Its origins are lofty ones. According to Captain Rees Gronow, a fashionable man-about-town of the time whose diary makes fascinating reading, Watier’s was the brain-child of the Prince Regent himself. At a dinner one evening in 1807, Prinny asked his friends (members of White’s and Brooks’s, two of the premier clubs of London) about the dining at their clubs, and was told that the food was universally awful: "the eternal joints, or beef-steaks, the boiled fowl with oyster sauce, and an apple tart--this is what we have, sir, at our clubs, and very monotonous far it is". Then and there, Prinny (who as you might recall, was quite the gourmet) proposed that they start their own club, dedicated to the French art of “gastronomy.” His best friend, Beau Brummell, was appointed President in perpetuity, and Prinny’s own personal chef, Jean Baptiste Watier, was summoned from the kitchen to weigh in on the matter. Though he declined to be the new club’s cook (or Prinny didn’t want to lose his chef!), the club was named in his honor and another royal chef, Monsieur Labourie, became chef; one of Prinny’s pages, Madison, was named manager.

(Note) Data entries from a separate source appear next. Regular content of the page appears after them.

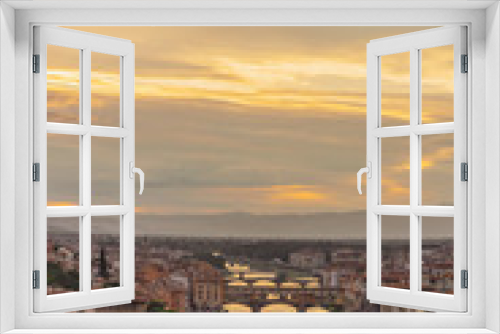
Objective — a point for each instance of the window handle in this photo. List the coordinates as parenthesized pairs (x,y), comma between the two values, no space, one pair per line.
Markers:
(368,171)
(139,171)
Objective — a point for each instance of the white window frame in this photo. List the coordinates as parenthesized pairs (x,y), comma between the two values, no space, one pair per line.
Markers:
(484,147)
(413,43)
(86,44)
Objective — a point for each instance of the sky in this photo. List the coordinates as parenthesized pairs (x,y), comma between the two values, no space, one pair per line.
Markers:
(252,120)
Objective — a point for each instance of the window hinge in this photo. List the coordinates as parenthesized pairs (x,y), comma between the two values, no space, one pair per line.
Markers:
(465,64)
(36,279)
(36,63)
(465,279)
(464,171)
(36,172)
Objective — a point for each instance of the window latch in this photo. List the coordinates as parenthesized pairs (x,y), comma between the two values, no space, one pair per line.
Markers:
(464,172)
(139,171)
(36,172)
(465,279)
(36,63)
(36,279)
(368,171)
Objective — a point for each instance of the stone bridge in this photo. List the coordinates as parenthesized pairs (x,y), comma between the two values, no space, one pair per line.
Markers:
(256,296)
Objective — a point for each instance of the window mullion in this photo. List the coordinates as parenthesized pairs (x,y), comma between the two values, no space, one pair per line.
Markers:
(86,178)
(414,170)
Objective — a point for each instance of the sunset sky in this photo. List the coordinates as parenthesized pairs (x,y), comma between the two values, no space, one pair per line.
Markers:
(263,120)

And the result? Though Watier’s was initially billed as a musical society and singing club, it soon became known as the finest dining establishment in London, with food unmatched even by the best Parisian cooks…but it also became known as a gambling house where the stakes were incredibly high (evidently the singing wasn’t enough!) Beau Brummell’s fine athletic figure suffered as a result of his presidency, and so did his pocketbook: too much fine dining and playing at high-stakes Macao saw the beginning of his ruin, which would be complete in 1816 when he and the Prince had a falling-out. After the Beau’s flight to France to avoid his creditors, Watier’s fell apart, and in 1819 it closed.

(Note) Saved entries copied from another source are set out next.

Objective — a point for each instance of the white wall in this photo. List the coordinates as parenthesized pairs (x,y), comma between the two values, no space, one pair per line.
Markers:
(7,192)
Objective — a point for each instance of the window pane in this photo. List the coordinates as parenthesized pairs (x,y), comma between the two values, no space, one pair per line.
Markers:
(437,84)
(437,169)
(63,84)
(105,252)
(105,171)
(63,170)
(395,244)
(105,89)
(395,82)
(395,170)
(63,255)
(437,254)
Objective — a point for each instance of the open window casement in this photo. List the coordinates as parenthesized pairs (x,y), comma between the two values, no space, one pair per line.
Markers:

But its legacy lived on, and ten years later Crockford’s Club was established, also dedicated to fine dining and featuring superstar chefs Louis Eustache Ude and Charles Francatelli, who went on to become Queen Victoria’s personal chef.

3 comments:

pie said...

Wow, so there were celebrity chefs before Wolfgang Puck and Bobby Flay! I always wondered what men did at their clubs when I read about them in Georgette Heyer books. And they could just go whenever without making a reservation - how did the chefs know how much food to make?

Marissa Doyle said...

Hi pie,

Yes, celebrity chefs definitely pre-date The Food Channel. There's anexcellent book by Ian Kelly called "Cooking for Kings: the Life of Antonin Careme, the First Celebrity Chef" that you might find interesting if you want to learn more.

And yes, club members just showed up at their clubs when they wanted to, and dined (or didn't) as they wanted to. If someone wanted to plan something a little special--say, a party, then yes, he might set it up beforehand. A gentleman's club was almost a second home, especially if he were a bachelor living in lodgings--and for married men, it was a place to go to avoid female companionship and read the paper in peace if one wasn't in the mood to be gallant. :)

Marissa Doyle said...

And as for chefs being prepared...I imagine that experience and the time of year (Parliament in session or not) would help them guesstimate how much food prep they'd have to do.